As to his memories of growing up in London during World War II, Brian said, “I lived in Kingston on Thames, Surrey, England all through the war except when evacuated to Devon in 1940/41 and 1944. Of course we knew that people were being killed for where there was a house yesterday there was the next day a pile of rubble. Many years later I obtained the number of civilians killed in
Kingston, during the war and it turned out to be almost 100 and Kingston was not a badly bombed area! One of those killed was a cousin of mine in the Hawker factory which made Hurricane fighters. His mother buried an empty coffin for not a single identifiable bit of him was ever found, it was reckoned the bomb fell directly on top of him and simply blew him to pieces. We children loved the war, it was so exciting to see German bombers coming down in a great plume of flame and smoke, we didn’t think of our lads being killed. The British losses were always officially halved while the German ones were doubled. We boys, all were convinced that Uncle Adolph would never get us and though there were plenty of empty desks in my classroom, it was due to evacuation not to anybody being killed, mind you the school lost all of its roof in 1944, blown off like a knife going through the top of a cake.”

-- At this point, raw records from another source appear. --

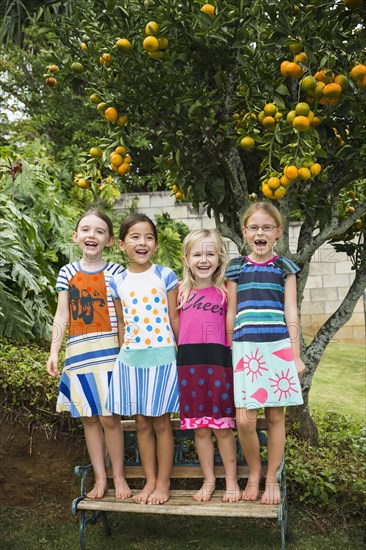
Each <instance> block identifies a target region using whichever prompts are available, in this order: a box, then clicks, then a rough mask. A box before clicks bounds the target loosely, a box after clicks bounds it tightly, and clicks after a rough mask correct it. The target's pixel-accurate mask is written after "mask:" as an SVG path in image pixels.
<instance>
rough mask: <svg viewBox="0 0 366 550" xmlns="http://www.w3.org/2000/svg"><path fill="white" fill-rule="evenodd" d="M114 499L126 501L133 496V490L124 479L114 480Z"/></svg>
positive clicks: (114, 479)
mask: <svg viewBox="0 0 366 550" xmlns="http://www.w3.org/2000/svg"><path fill="white" fill-rule="evenodd" d="M113 481H114V497H115V498H116V499H117V500H125V499H126V498H129V497H131V496H132V492H131V489H130V488H129V486H128V483H127V481H126V480H125V478H124V477H119V478H114V480H113Z"/></svg>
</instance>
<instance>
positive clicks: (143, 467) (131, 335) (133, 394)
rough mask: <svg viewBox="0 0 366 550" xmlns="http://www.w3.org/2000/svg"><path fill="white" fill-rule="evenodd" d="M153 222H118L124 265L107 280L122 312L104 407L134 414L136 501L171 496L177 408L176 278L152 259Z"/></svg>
mask: <svg viewBox="0 0 366 550" xmlns="http://www.w3.org/2000/svg"><path fill="white" fill-rule="evenodd" d="M157 241H158V236H157V231H156V227H155V225H154V223H153V222H152V221H151V220H150V219H149V218H148V217H147V216H145V215H144V214H133V215H131V216H129V217H128V218H127V219H126V220H125V221H124V222H123V224H122V225H121V228H120V233H119V241H118V245H119V247H120V250H121V251H122V252H125V253H126V254H127V256H128V260H129V267H128V269H127V270H126V271H125V272H124V273H122V274H121V275H118V276H116V277H115V278H114V281H113V282H111V285H110V286H111V292H112V295H113V296H114V298H116V299H119V300H120V301H121V305H122V312H123V325H124V334H123V344H122V348H121V350H120V353H119V356H118V359H117V361H116V363H115V366H114V369H113V374H112V378H111V383H110V386H109V394H108V399H107V403H106V408H107V409H108V410H110V411H112V412H114V413H116V414H122V415H126V416H132V415H133V416H136V430H137V443H138V448H139V453H140V457H141V462H142V466H143V468H144V471H145V477H146V483H145V486H144V488H143V489H142V491H140V492H139V493H138V494H137V495H134V496H133V500H134V502H136V503H138V504H163V503H164V502H166V501H167V500H168V499H169V492H170V491H169V490H170V474H171V470H172V467H173V451H174V441H173V432H172V427H171V422H170V413H172V412H178V410H179V403H178V397H179V396H178V378H177V365H176V356H175V337H176V336H177V335H178V328H179V314H178V311H177V293H178V279H177V276H176V275H175V273H174V272H173V271H172V270H171V269H169V268H166V267H162V266H159V265H155V264H153V263H152V262H151V258H152V256H153V254H154V253H155V251H156V248H157Z"/></svg>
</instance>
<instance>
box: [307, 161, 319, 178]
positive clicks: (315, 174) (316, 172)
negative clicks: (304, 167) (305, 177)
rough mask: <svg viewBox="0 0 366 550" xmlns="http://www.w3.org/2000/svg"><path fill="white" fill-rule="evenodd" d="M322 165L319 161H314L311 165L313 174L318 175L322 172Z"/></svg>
mask: <svg viewBox="0 0 366 550" xmlns="http://www.w3.org/2000/svg"><path fill="white" fill-rule="evenodd" d="M321 169H322V167H321V166H320V164H319V162H314V164H313V165H312V166H310V172H311V173H312V174H313V176H318V175H319V174H320V172H321Z"/></svg>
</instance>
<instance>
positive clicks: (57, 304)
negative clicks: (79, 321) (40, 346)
mask: <svg viewBox="0 0 366 550" xmlns="http://www.w3.org/2000/svg"><path fill="white" fill-rule="evenodd" d="M69 315H70V314H69V292H68V291H67V290H60V291H59V293H58V302H57V309H56V314H55V318H54V320H53V325H52V340H51V341H52V343H51V349H50V356H49V358H48V361H47V372H48V374H49V375H51V376H57V375H58V354H59V352H60V349H61V346H62V342H63V340H64V336H65V332H66V328H67V327H68V325H69Z"/></svg>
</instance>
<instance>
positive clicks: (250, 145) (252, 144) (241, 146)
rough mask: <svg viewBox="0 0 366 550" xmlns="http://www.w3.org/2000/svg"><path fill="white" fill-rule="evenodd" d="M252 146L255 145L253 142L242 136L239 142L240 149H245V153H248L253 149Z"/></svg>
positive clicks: (247, 137)
mask: <svg viewBox="0 0 366 550" xmlns="http://www.w3.org/2000/svg"><path fill="white" fill-rule="evenodd" d="M254 145H255V141H254V139H253V138H252V137H250V136H244V137H243V138H242V139H241V140H240V147H241V148H242V149H245V150H246V151H250V150H251V149H253V147H254Z"/></svg>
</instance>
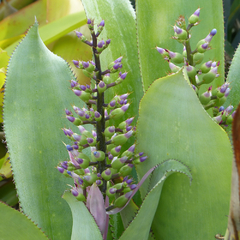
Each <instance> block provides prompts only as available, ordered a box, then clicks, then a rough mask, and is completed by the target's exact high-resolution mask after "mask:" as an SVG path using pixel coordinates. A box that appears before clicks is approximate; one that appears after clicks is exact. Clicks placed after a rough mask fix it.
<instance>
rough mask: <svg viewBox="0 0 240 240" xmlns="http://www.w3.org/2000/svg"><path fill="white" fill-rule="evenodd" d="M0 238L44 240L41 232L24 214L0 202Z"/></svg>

Brian adamantly opposed all wars and sending mere boys off to be slaughtered or returned forever scarred by their experience. He frequently expressed his views on this matter. He cherished the boys he had taught for so many years but he had delightful comments about some of their antics. Brian had a droll sense of humor and it was a delight to work with him. His comments about British politicians spiced up many conversations and he will be so missed by all of us. Brian never married and left no children.